On Behalf of | Feb 23, 2018 | Family Immigration |

Regardless of your reason for wanting to live in Illinois or elsewhere in the United States, receiving a denial letter for your petition may feel devastating. The notification may not be the end of the road, though. According to the U.S. Citizenship and Immigration Services, you may still receive a favorable decision through an appeal.

If you are the beneficiary and the filer of your petition, then you may file the appeal. However, if someone else, such as a family member or employer, filed the petition on your behalf, that person will also have to file the appeal on your behalf. 

You are not asking the original USCIS office to reconsider your petition. You will likely be appealing to either the USCIS Administrative Appeals Office, or you will submit the appeal to the Department of Justice’s Board of Immigration Appeals, depending on the type of immigration case you have. You will find the information about who to direct your appeal to in the denial letter you received.

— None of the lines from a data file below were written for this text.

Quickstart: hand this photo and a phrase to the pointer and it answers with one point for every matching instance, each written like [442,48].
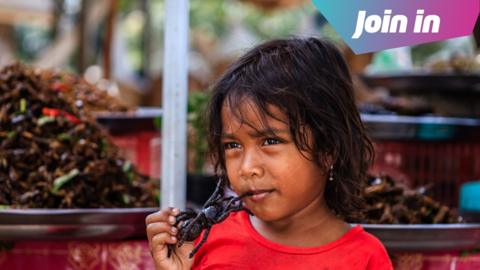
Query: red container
[138,147]
[442,165]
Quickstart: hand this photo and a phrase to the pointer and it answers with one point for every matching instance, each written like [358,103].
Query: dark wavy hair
[310,82]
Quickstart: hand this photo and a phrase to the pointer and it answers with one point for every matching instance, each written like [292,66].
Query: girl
[284,126]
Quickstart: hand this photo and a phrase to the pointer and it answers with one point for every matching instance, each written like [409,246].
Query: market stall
[435,152]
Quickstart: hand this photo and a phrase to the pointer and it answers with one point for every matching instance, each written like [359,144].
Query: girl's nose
[251,165]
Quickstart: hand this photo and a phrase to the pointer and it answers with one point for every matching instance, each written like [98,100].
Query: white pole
[175,92]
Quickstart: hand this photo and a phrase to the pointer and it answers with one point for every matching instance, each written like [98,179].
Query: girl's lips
[258,195]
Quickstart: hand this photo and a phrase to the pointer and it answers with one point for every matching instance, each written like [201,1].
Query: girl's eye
[231,145]
[271,141]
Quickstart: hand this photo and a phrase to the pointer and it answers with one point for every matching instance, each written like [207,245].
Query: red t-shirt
[234,244]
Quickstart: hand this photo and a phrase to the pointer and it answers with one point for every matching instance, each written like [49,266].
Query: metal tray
[426,237]
[73,224]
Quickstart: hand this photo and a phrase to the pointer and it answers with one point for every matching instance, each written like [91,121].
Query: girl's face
[283,180]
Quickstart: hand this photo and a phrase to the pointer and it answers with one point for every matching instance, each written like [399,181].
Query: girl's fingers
[162,215]
[160,227]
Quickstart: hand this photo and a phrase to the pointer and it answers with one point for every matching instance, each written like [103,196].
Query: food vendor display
[54,155]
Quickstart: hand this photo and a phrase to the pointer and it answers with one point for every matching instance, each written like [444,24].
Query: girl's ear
[327,161]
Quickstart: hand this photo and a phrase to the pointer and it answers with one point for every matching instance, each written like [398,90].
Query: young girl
[283,125]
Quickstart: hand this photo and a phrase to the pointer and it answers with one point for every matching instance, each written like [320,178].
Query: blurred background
[422,96]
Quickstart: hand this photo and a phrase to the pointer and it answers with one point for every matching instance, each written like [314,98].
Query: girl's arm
[160,232]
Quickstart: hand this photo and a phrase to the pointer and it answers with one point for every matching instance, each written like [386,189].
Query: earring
[331,173]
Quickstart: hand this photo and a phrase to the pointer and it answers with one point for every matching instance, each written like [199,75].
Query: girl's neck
[312,226]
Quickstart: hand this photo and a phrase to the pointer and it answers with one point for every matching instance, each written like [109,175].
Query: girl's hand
[160,232]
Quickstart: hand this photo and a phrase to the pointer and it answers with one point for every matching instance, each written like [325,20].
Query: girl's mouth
[258,195]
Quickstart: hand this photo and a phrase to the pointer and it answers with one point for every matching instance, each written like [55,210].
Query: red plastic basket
[137,147]
[443,166]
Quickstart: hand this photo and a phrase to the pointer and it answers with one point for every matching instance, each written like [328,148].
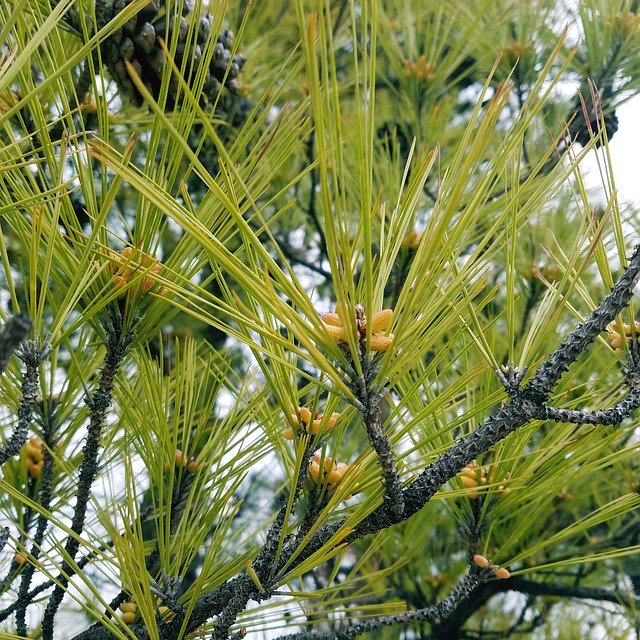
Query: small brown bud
[502,573]
[380,342]
[128,607]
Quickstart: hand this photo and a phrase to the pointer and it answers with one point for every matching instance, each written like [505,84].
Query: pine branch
[13,332]
[32,356]
[458,596]
[523,407]
[117,343]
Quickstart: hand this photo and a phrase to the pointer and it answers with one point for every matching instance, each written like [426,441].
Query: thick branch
[99,403]
[505,421]
[523,407]
[458,595]
[612,416]
[369,398]
[32,355]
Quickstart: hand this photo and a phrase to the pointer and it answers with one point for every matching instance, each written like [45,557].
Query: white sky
[624,149]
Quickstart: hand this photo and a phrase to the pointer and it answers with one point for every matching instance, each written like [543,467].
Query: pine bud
[481,561]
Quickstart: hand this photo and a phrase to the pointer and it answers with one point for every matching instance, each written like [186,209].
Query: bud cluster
[181,460]
[499,572]
[327,471]
[34,456]
[336,326]
[137,43]
[412,240]
[421,69]
[128,264]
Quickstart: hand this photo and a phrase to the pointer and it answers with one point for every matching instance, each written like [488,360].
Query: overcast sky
[624,148]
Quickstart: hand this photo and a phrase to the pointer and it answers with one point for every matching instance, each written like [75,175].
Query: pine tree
[312,328]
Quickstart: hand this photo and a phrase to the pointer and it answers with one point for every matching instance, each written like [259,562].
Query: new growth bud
[336,323]
[130,263]
[331,472]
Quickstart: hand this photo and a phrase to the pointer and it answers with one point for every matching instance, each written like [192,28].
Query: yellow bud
[381,320]
[481,561]
[33,449]
[332,319]
[35,468]
[314,470]
[337,334]
[119,282]
[334,477]
[380,342]
[147,285]
[329,422]
[166,614]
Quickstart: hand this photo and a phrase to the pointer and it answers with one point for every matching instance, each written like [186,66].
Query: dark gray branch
[32,355]
[117,344]
[459,594]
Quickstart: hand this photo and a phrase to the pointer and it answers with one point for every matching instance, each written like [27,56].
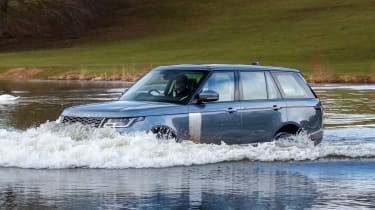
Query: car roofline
[224,67]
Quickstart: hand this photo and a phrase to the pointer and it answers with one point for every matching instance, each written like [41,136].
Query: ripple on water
[56,146]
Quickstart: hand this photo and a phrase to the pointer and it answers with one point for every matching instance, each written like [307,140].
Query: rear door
[262,108]
[303,107]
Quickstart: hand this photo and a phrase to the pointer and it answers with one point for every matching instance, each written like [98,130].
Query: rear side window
[223,84]
[253,85]
[292,86]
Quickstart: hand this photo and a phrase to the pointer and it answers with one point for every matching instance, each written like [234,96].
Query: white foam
[55,146]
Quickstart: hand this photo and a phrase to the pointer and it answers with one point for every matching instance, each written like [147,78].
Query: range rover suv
[235,104]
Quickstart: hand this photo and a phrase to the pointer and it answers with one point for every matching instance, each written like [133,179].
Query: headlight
[60,119]
[121,122]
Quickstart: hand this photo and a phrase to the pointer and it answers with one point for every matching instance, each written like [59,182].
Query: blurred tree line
[44,18]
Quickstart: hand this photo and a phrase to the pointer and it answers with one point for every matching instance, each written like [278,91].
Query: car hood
[125,109]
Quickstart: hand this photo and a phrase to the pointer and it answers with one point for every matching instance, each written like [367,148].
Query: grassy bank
[326,40]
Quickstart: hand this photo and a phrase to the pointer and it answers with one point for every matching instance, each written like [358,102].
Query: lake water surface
[45,165]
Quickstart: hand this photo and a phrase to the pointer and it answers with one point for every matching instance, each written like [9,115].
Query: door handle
[231,110]
[276,108]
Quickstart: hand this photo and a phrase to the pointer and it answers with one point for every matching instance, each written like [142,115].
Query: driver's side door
[214,122]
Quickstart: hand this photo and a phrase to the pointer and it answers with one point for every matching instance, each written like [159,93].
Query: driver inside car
[181,87]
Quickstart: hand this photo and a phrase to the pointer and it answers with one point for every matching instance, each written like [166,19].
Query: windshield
[173,86]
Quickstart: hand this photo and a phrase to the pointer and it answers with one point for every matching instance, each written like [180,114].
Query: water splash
[59,146]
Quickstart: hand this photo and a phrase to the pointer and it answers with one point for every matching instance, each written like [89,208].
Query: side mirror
[123,92]
[208,96]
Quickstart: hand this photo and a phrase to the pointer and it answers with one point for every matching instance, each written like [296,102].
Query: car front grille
[92,121]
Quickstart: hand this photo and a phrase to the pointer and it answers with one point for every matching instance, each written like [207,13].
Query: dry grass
[321,73]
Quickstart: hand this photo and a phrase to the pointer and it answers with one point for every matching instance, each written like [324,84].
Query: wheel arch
[290,127]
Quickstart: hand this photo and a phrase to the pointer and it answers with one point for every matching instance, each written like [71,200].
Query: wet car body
[235,104]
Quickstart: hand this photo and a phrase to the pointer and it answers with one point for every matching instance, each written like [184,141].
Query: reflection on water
[218,186]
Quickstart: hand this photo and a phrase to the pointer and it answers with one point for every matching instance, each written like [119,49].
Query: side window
[223,84]
[273,92]
[253,85]
[291,86]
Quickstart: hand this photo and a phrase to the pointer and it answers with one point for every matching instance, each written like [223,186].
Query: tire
[164,133]
[282,135]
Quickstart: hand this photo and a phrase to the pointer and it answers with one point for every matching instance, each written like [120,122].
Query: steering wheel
[154,92]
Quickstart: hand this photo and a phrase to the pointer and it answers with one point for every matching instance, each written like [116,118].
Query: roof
[218,67]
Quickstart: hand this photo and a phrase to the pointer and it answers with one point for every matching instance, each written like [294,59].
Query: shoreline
[24,73]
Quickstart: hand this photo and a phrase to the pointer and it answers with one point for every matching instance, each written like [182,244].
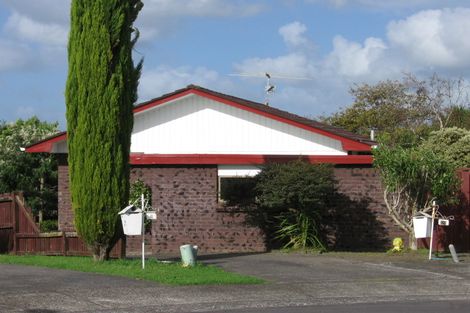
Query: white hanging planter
[422,226]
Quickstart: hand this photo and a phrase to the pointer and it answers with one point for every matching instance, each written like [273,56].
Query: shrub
[48,226]
[293,197]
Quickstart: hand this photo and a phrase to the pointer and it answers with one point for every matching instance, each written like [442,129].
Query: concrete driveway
[294,280]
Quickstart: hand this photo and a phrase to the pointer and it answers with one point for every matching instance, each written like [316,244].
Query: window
[237,191]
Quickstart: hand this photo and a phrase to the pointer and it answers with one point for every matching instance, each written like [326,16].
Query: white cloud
[164,79]
[435,38]
[390,4]
[159,17]
[295,64]
[13,55]
[221,8]
[24,27]
[350,58]
[293,34]
[25,111]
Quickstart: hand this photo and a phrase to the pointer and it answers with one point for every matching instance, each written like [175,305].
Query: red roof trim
[177,159]
[348,144]
[163,100]
[47,144]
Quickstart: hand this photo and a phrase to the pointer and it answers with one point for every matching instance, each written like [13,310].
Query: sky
[333,44]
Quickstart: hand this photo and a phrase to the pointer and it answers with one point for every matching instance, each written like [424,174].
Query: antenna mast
[269,88]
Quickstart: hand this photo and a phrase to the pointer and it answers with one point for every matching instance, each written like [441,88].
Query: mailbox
[422,226]
[131,218]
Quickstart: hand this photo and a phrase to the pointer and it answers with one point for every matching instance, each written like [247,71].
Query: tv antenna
[269,88]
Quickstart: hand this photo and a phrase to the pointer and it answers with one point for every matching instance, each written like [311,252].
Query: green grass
[171,274]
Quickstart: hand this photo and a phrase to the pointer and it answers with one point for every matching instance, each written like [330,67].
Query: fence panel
[58,243]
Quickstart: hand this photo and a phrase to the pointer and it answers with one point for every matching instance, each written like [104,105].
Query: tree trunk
[100,253]
[412,244]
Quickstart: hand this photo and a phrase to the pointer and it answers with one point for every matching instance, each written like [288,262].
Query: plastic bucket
[188,255]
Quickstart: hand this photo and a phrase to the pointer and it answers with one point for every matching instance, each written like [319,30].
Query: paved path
[294,281]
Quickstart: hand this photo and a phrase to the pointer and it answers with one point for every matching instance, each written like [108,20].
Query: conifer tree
[100,93]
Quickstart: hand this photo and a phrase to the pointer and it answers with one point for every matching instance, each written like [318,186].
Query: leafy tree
[295,194]
[451,144]
[459,117]
[413,178]
[404,112]
[439,97]
[100,93]
[34,174]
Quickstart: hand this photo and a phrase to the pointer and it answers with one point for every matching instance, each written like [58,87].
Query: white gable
[197,125]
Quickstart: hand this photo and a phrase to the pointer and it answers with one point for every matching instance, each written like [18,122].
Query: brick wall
[360,220]
[188,212]
[65,219]
[186,198]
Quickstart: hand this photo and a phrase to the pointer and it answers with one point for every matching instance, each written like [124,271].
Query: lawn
[165,273]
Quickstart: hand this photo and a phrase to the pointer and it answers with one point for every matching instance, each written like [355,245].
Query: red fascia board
[348,144]
[239,159]
[46,145]
[162,101]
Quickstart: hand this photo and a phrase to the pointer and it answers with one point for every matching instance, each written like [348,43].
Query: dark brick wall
[360,220]
[186,198]
[64,201]
[188,212]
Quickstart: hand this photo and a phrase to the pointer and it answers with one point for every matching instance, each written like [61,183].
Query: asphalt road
[388,307]
[296,283]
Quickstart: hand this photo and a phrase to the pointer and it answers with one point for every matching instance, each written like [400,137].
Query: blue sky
[335,43]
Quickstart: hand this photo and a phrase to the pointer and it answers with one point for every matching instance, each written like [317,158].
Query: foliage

In addition to where to file the appeal, you will also find in your denial letter the reason that your petition was denied. If you did not provide all the information necessary, for example, then you would include that documentation or evidence with your appeal. If you believe the denial came about because of a mistaken legal conclusion, you may include a brief with a detailed explanation of how that error occurred and how it affected the outcome unfavorably. 

There may be many other factors relevant to your case, as each situation is unique. Therefore, this general overview should not be interpreted as legal advice.